Amended April 30, 2015, eff. 5/15/2015.

Comment

In reviewing existing Supreme Court Rule 42, regarding Interlocutory Appeals, the Committee found that the rule itself provided some, but ultimately insufficient, guidance as to when the Court would be more or less inclined to hear an interlocutory appeal. In the experience of members, there were instances where seemingly identical circumstances yielded different results. Therefore, it was felt that a revised rule, which more precisely identified instances where the Court would be inclined to consider an interlocutory appeal would be helpful to practitioners, litigants, trial courts, and, ultimately, the Court itself.
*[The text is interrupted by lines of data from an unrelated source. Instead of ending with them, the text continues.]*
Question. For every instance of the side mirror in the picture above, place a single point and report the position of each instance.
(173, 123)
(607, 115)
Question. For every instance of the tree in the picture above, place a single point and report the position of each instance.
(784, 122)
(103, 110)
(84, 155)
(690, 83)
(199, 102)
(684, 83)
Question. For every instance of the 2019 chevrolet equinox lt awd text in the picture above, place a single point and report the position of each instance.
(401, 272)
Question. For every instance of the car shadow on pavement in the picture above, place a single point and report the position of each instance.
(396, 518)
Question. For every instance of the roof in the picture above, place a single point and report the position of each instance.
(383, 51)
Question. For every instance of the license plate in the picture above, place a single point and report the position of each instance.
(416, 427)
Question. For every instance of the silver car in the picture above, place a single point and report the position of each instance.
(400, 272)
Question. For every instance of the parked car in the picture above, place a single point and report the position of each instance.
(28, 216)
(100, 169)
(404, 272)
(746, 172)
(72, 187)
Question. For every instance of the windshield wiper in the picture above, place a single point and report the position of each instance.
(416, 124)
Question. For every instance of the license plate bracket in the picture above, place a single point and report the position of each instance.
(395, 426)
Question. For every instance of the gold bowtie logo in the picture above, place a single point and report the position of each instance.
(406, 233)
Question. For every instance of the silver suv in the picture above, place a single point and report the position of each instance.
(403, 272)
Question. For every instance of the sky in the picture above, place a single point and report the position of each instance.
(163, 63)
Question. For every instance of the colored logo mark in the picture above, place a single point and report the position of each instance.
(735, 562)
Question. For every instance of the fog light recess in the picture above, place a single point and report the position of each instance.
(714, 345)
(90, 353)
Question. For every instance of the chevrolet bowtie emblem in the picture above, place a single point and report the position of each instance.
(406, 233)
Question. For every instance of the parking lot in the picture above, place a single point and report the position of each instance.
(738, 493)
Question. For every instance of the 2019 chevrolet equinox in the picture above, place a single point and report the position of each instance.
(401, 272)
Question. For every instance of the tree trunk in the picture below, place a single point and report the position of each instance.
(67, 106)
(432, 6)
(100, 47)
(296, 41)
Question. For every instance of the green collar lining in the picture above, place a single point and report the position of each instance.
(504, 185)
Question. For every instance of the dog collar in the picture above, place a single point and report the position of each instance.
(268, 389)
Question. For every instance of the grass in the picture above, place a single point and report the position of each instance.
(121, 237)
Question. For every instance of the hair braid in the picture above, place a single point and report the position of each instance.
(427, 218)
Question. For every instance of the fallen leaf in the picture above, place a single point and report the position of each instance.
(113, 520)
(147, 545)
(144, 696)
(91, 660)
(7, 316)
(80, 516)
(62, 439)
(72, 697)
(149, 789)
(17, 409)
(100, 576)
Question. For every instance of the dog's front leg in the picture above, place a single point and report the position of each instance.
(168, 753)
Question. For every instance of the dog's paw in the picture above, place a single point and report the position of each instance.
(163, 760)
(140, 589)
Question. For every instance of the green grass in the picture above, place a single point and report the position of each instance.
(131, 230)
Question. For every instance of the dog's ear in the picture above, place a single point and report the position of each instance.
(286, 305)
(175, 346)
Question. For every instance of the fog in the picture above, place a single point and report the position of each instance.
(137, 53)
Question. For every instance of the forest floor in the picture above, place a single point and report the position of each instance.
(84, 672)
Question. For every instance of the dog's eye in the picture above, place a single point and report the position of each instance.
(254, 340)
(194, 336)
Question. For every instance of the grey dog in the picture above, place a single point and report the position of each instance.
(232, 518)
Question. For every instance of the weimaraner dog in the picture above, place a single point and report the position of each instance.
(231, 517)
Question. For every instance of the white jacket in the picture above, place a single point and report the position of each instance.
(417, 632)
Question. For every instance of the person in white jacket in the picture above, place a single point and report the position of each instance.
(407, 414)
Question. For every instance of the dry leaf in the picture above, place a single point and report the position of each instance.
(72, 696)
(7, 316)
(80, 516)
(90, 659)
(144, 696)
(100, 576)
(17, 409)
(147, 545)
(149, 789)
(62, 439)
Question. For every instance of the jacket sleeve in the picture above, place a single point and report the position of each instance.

It is intended that a revised rule will limit interlocutory appeal requests to those instances which will truly benefit the judicial process and enable the parties and lower courts to focus on the factors and considerations which the Court feels are most important in considering whether to take an interlocutory appeal.

Accordingly, the revised Rule now more specifically sets forth those instances in which the Court may be inclined to consider an interlocutory appeal, although the revised rule does still leave discretion to the Court for other cases, not covered by specific language, where review of an interlocutory order "may serve considerations of justice." The revised Rule also makes clear that interlocutory appeals are considered "exceptional" and "not routine." Thus, even if an interlocutory appeal satisfies one or more of the possible criteria set forth in the Rule, the Court may still refuse the appeal. The Committee believes that the addition of this language will reinforce what has always been the case with interlocutory appeals - they are rarely granted and generally not favored.

Even with the changes made, the Committee and the Court believe that the grant of interlocutory appeals will be the exception, rather than the rule, and that even if a particular case meets one of the criteria identified, it does not necessarily mean that an interlocutory appeal will be granted. The Committee and the Court will review the operation of the rule amendments after one year to determine whether further amendment is necessary to discourage meritless applications to the trial court and this Court.